Forward Looking Statements
The consolidated financial statements and management’s discussion and analysis and any other materials included with them, contain certain forward-looking statements relating but not limited to the Company’s expectations, intentions, plans and beliefs. Forward-looking information can often be identified by forward-looking words such as “anticipate”, “believe”, “expect”, “goal”, “plan”, “intend”, “estimate”, “may” and “will” or similar words suggesting future outcomes, or other expectations, beliefs, estimates, plans, objectives, assumptions, intentions or statements about future events or performance. Forward-looking information may include reserve and resource estimates and expected changes to them, estimates of future production and related financial analysis, unit costs, costs of capital projects and timing of commencement of operations, and is based on current expectations that involve a number of business risks and uncertainties. Factors that could cause actual results to differ materially from any forward-looking statement include, but are not limited to, failure to establish estimated resources and reserves, the grade and recovery of ore which is mined varying from estimates, capital and operating costs varying significantly from estimates, delays in obtaining or failures to obtain required governmental, environmental or other project approvals, inflation, changes in exchange rates, fluctuations in commodity prices, delays in the development of projects and other factors. Forward-looking statements are subject to risks, uncertainties and other factors that could cause actual results to differ materially from expected results.
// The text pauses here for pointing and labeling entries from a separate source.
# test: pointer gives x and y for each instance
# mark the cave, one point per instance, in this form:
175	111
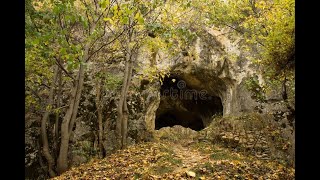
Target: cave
185	106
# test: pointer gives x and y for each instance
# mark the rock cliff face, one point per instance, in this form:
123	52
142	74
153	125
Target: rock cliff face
212	69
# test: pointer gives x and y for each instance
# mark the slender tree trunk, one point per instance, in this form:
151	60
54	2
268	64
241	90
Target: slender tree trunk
45	143
70	116
119	125
56	125
284	89
99	109
122	121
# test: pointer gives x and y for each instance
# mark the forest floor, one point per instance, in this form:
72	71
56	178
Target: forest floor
179	160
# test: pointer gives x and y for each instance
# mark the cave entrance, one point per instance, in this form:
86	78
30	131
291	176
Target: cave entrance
182	105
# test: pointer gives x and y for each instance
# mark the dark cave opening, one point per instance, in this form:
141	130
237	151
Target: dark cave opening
182	105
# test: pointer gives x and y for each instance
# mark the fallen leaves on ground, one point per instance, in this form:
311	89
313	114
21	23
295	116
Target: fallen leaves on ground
167	160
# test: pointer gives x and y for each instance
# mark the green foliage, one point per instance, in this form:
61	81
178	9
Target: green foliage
112	82
258	91
267	28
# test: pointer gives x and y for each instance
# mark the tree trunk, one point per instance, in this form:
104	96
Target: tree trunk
284	89
70	116
56	125
45	143
99	109
122	120
119	125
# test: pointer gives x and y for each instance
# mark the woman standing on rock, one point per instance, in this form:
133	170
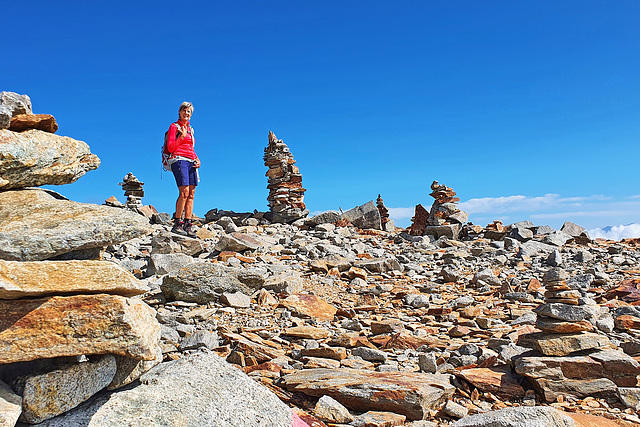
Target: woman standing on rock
184	165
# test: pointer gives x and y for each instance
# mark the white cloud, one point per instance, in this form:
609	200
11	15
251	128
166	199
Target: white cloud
617	232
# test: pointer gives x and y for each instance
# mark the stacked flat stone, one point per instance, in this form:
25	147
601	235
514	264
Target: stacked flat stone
286	195
444	218
386	222
571	357
133	191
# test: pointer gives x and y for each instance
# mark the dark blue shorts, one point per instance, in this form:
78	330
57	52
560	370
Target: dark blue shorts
184	172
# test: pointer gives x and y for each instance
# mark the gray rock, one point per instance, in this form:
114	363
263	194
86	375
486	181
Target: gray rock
128	370
370	354
450	231
237	242
200	390
523	416
166	263
534	248
199	339
427	362
10	406
573	230
34	158
236	299
568	313
46	395
205	282
58	226
557	238
330	410
324	218
17	104
521	234
455	410
365	216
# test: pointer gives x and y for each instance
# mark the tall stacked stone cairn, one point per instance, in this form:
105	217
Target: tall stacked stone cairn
133	191
386	222
570	357
69	325
286	195
444	218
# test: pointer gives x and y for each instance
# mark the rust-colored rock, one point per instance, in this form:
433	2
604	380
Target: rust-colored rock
310	305
84	324
44	122
497	380
408	393
36	279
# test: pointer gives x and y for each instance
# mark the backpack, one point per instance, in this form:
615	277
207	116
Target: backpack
167	157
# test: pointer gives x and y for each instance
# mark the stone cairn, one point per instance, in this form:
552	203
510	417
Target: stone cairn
444	219
571	358
69	327
286	195
133	190
386	222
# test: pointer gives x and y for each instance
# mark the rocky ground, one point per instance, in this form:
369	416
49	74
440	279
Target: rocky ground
293	306
108	318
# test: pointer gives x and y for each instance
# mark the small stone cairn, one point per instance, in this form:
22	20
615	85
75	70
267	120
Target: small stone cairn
444	219
386	222
286	195
571	358
133	191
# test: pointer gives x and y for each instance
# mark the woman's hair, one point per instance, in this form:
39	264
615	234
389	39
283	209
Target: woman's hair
185	105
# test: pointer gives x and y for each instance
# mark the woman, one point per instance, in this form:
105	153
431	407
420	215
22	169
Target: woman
184	165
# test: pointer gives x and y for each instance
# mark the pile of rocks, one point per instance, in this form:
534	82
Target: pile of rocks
573	358
444	218
70	325
133	191
16	114
286	195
Potential shareholders and prospective investors should be aware that these statements are subject to known and unknown risks, uncertainties and other factors that could cause actual results to differ materially from those suggested by the forward-looking statements. Shareholders are cautioned not to place undue reliance on forward-looking information. By its nature, forward-looking information involves numerous assumptions, inherent risks and uncertainties, both general and specific, that contribute to the possibility that the predictions, forecasts, projections and various future events will not occur. The Company undertakes no obligation to update publicly or otherwise revise any forward-looking information whether as a result of new information, future events or other such factors which affect this information, except as required by law.